Mexico and Belize seek to improve all border operations to guarantee more efficient legal procedures for international operations and travelers, as both countries extend their original Memorandum of Understanding to 2025. 

Mexico’s Jorge Nuño Lara, Minister of Infrastructure, Communications and Transport, and Belize’s Rodwell Ferguson, Minister of Transportation, will endorse a Memorandum of Understanding on International Passenger and Cargo Motor Transport. Both countries signed a document that gives continuity to the previous agreement from Oct. 25, 2017, to strengthen relationships between Mexico and Belize, while promoting legal certainty and road safety.

The efforts of both countries focus on giving legal certainty to the operations of commercial motor carriers, while regulating them to ensure they offer safe and efficient services. The Mexican Ministry of Infrastructure, Communications and Transport (SICT) explained that carriers from both countries can now obtain proof of their registration with the respective authorities to guarantee they are safe and compliant with transport regulations in Mexico and Belize, explained SICT via a press release. 
 

The countries will collaborate to fill gaps on all levels of government to improve cross-border cargo and passenger carriers’ operations. Both countries agreed that this instrument will provide major progress for road and citizen safety, while improving trade and activities on the border between Mexico and Belize.

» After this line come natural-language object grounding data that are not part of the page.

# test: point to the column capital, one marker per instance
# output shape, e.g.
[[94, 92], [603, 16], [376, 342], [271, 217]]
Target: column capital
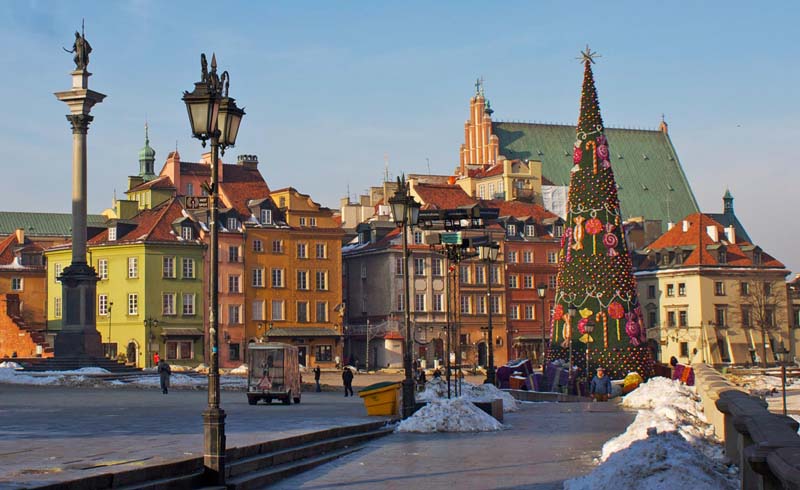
[[80, 122]]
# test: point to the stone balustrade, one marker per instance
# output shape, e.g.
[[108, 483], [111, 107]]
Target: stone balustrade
[[765, 446]]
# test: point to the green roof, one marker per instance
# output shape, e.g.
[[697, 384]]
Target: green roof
[[43, 224], [646, 167]]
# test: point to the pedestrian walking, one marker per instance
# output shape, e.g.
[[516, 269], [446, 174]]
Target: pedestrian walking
[[600, 387], [347, 379], [164, 372]]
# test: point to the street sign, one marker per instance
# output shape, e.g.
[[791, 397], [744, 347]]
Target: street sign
[[195, 202], [451, 238]]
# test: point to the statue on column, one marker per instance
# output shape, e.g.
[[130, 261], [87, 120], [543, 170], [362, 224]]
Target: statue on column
[[81, 48]]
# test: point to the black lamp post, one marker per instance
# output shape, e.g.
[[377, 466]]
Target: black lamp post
[[213, 116], [488, 254], [541, 290], [783, 357], [406, 214]]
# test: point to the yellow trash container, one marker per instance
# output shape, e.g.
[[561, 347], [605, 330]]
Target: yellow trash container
[[381, 398]]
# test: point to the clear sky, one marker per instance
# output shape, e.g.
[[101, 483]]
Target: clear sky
[[332, 87]]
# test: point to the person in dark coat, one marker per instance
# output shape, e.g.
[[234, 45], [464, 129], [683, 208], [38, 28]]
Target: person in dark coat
[[600, 388], [164, 372], [317, 374], [347, 378]]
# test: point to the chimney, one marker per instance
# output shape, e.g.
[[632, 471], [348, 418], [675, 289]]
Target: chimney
[[730, 234], [712, 233], [247, 161]]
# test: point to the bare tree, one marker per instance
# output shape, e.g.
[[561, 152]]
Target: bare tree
[[762, 301]]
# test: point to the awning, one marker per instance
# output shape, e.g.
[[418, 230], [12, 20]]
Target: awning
[[181, 332]]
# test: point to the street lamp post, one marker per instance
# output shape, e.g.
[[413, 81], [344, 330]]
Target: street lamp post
[[488, 254], [541, 290], [213, 116], [406, 214]]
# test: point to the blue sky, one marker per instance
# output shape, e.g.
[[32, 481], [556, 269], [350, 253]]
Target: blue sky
[[332, 87]]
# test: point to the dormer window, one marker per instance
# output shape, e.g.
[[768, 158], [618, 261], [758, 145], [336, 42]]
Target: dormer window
[[266, 216]]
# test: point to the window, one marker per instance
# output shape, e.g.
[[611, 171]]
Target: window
[[234, 315], [277, 309], [258, 278], [168, 304], [258, 310], [529, 312], [234, 284], [168, 267], [744, 288], [438, 302], [436, 267], [323, 353], [133, 304], [419, 266], [188, 268], [233, 352], [57, 307], [133, 267], [419, 302], [527, 281], [102, 305], [188, 304], [102, 269], [277, 278], [302, 280], [322, 311], [321, 280], [302, 311], [179, 349], [266, 216], [233, 254]]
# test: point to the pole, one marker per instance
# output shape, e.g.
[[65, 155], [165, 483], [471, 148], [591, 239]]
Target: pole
[[214, 416]]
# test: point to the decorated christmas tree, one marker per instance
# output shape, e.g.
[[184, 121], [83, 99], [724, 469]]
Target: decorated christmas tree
[[595, 279]]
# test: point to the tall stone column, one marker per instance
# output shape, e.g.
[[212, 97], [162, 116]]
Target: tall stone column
[[79, 336]]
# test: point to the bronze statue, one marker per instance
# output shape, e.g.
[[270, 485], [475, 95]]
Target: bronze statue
[[81, 48]]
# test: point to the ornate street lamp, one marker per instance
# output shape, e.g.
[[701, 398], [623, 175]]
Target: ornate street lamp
[[406, 214], [541, 290], [488, 254], [214, 116]]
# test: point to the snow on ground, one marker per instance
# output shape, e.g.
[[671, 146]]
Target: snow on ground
[[669, 445], [453, 415]]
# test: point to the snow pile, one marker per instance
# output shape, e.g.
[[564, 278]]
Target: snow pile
[[454, 415], [669, 445], [661, 462]]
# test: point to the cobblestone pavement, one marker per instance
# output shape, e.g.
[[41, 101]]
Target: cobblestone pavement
[[545, 444], [58, 433]]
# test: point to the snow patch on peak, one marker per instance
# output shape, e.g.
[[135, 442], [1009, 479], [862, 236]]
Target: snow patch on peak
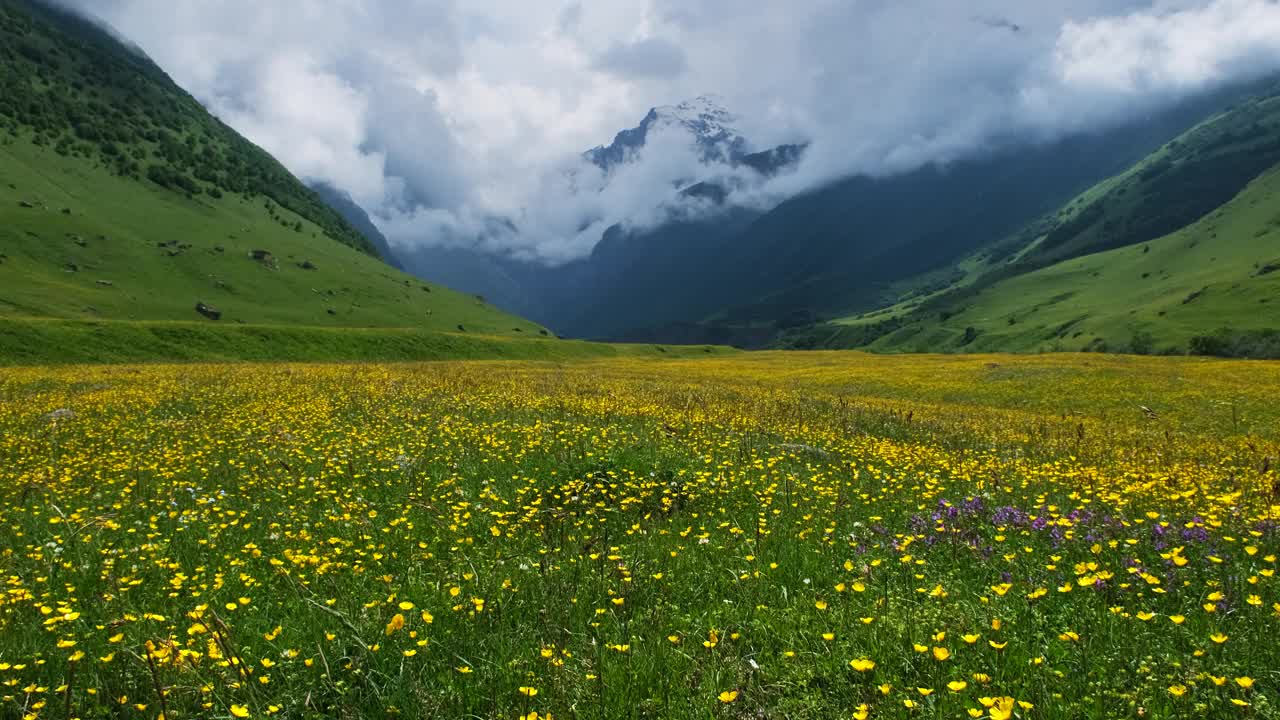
[[704, 114]]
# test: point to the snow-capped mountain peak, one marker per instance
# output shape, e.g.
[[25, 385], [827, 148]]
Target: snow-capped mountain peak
[[704, 118], [705, 115]]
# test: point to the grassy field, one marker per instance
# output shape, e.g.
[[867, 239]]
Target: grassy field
[[63, 342], [759, 536], [95, 246]]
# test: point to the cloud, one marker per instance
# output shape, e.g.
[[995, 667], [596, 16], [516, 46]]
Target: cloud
[[462, 122], [652, 57]]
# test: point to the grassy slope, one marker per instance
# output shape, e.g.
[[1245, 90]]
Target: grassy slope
[[1055, 274], [114, 231], [1147, 287], [99, 260], [45, 342]]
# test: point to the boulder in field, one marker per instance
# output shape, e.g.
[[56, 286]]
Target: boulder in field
[[211, 313]]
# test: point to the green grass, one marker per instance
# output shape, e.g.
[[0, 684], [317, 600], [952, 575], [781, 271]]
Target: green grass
[[704, 540], [1052, 286], [1194, 281], [114, 233]]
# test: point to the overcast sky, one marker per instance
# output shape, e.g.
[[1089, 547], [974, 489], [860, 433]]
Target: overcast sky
[[442, 115]]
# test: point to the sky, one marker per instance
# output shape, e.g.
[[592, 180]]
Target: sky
[[462, 122]]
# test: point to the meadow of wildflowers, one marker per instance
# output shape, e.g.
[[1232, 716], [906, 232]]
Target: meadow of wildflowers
[[763, 536]]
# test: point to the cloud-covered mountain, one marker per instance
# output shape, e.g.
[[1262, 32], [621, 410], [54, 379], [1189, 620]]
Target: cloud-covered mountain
[[439, 117]]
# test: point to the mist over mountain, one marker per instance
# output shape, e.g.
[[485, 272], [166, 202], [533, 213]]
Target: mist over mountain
[[662, 169], [456, 124]]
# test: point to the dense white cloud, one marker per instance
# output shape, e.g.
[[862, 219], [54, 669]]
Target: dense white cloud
[[461, 121]]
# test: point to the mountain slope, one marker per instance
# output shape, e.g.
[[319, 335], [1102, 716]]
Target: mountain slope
[[1223, 270], [1156, 258], [853, 246], [120, 199], [357, 218]]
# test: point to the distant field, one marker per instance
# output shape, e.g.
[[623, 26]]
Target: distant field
[[62, 342], [758, 536], [1220, 272]]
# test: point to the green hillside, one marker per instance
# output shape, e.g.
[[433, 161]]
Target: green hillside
[[1176, 254], [123, 200]]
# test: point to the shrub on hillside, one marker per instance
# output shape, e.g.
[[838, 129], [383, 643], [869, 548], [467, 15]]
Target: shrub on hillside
[[1226, 342]]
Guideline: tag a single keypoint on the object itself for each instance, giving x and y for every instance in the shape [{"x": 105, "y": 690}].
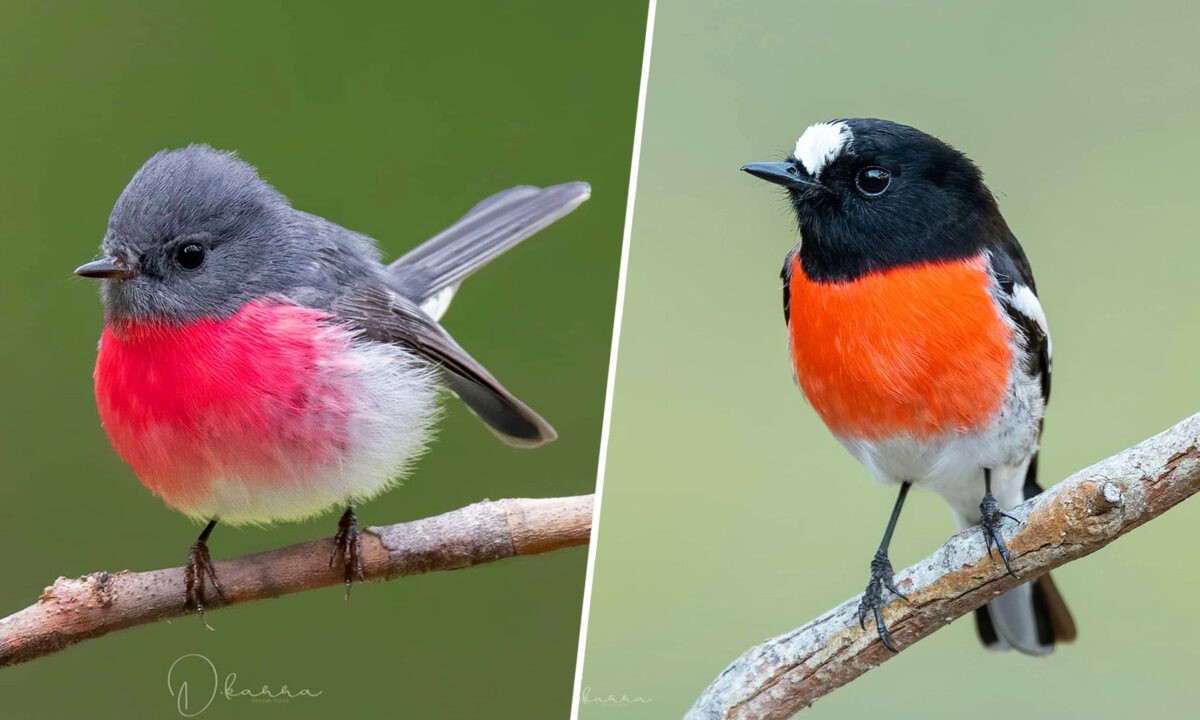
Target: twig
[
  {"x": 1073, "y": 519},
  {"x": 71, "y": 611}
]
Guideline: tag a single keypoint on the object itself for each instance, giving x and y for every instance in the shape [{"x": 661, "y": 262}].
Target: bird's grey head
[{"x": 197, "y": 233}]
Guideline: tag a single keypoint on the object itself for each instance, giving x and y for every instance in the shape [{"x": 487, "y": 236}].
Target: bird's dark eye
[
  {"x": 873, "y": 180},
  {"x": 190, "y": 256}
]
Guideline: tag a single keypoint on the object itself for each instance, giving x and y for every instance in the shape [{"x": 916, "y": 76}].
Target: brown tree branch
[
  {"x": 71, "y": 611},
  {"x": 1073, "y": 519}
]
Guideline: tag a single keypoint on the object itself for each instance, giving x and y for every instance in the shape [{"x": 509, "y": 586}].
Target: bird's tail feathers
[
  {"x": 1031, "y": 618},
  {"x": 431, "y": 273}
]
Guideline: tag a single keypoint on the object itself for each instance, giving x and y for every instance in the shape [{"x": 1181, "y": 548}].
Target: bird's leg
[
  {"x": 989, "y": 521},
  {"x": 198, "y": 573},
  {"x": 882, "y": 577},
  {"x": 348, "y": 547}
]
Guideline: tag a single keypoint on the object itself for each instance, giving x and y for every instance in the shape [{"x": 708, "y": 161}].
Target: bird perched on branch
[
  {"x": 917, "y": 335},
  {"x": 259, "y": 364}
]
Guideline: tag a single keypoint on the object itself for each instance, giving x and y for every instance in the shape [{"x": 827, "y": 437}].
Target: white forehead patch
[{"x": 820, "y": 144}]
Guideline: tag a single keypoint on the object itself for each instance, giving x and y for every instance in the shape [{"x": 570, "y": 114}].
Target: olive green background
[
  {"x": 730, "y": 514},
  {"x": 391, "y": 119}
]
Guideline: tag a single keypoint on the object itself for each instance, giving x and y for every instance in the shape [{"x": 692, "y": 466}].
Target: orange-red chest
[{"x": 918, "y": 351}]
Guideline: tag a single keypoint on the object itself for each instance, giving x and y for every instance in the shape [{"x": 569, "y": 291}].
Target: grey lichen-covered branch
[
  {"x": 71, "y": 611},
  {"x": 1073, "y": 519}
]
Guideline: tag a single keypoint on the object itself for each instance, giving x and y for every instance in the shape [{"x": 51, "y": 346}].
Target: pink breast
[{"x": 252, "y": 399}]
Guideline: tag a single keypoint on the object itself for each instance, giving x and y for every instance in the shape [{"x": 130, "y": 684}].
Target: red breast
[
  {"x": 237, "y": 399},
  {"x": 916, "y": 351}
]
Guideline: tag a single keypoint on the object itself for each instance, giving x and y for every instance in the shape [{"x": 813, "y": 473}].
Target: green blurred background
[
  {"x": 391, "y": 119},
  {"x": 730, "y": 514}
]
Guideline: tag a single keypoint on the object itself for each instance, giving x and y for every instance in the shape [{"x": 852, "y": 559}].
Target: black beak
[
  {"x": 781, "y": 173},
  {"x": 106, "y": 269}
]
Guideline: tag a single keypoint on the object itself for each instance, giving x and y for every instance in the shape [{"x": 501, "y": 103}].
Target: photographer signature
[{"x": 195, "y": 683}]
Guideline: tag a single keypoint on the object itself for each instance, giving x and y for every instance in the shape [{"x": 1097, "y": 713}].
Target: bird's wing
[
  {"x": 1019, "y": 295},
  {"x": 384, "y": 316},
  {"x": 479, "y": 237}
]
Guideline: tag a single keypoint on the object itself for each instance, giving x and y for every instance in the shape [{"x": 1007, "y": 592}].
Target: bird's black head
[
  {"x": 197, "y": 233},
  {"x": 873, "y": 195}
]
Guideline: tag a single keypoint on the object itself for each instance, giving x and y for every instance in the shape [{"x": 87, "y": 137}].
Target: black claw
[
  {"x": 990, "y": 516},
  {"x": 348, "y": 549},
  {"x": 198, "y": 574},
  {"x": 873, "y": 598}
]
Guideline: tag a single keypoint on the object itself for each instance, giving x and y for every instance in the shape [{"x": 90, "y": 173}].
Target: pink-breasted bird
[{"x": 261, "y": 364}]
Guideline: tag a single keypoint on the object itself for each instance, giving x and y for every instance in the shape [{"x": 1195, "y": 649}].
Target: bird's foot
[
  {"x": 197, "y": 575},
  {"x": 348, "y": 549},
  {"x": 873, "y": 598},
  {"x": 990, "y": 519}
]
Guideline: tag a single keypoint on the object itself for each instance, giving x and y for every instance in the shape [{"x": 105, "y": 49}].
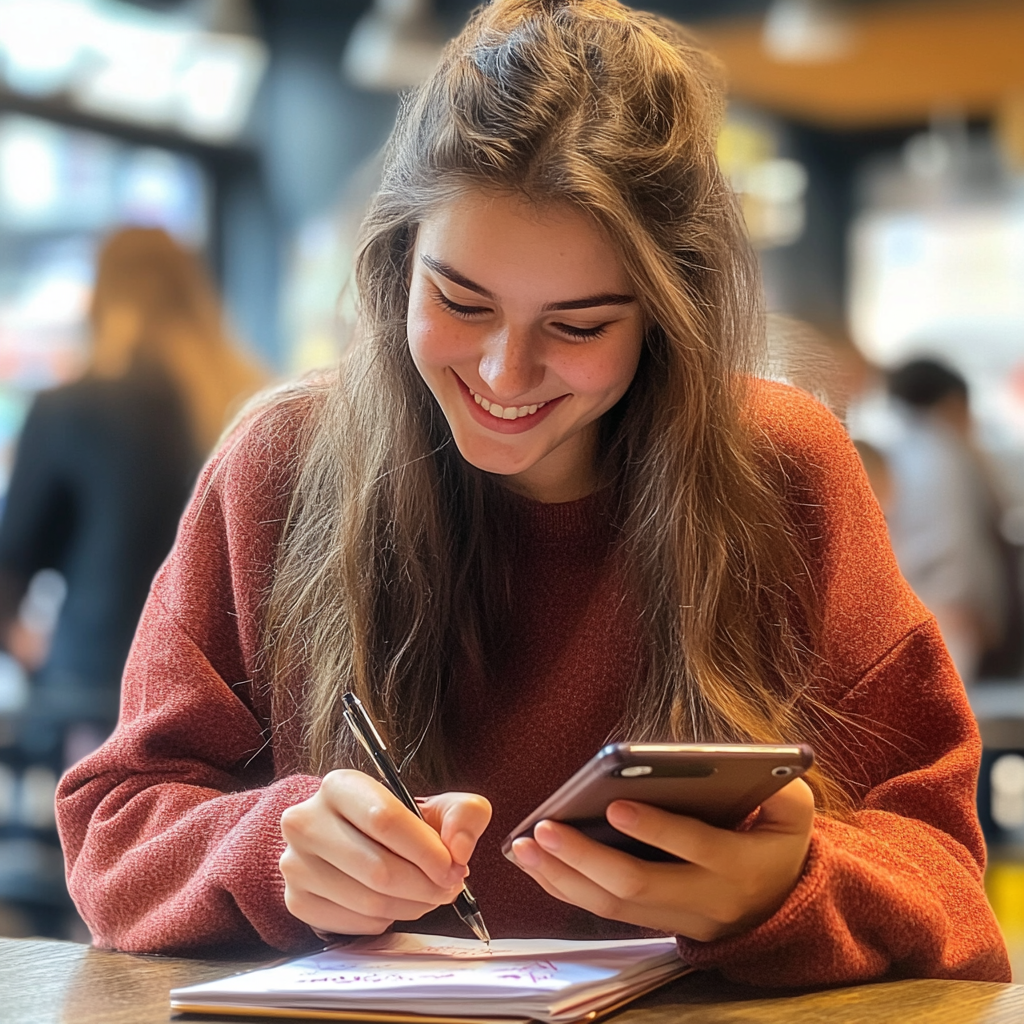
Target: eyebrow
[{"x": 603, "y": 299}]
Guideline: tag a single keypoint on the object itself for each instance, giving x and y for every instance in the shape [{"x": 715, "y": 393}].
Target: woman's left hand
[{"x": 733, "y": 880}]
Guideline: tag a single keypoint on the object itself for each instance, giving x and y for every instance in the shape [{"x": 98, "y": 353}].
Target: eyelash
[{"x": 466, "y": 312}]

SICT highlighted that the signing of the endorsement will last until March 1, 2025.

"This instrument is an expression of the will of our countries to strengthen our neighborhood that unites and identifies us, based on common interests such as promoting legal certainty and road safety in the operations of our carriers on the common border,” says Nuño.

Non-governmental organizations (NGOs) have argued that Mexico’s migration policy has been militarized by deploying a disproportionate share of its military, in comparison to conventional migration agents. Six organizations showed that numerous migrant arrests were carried out by Mexico’s military based on racial profiling, with a major share of immigrants entering Mexico through Belize, as reported by MBN.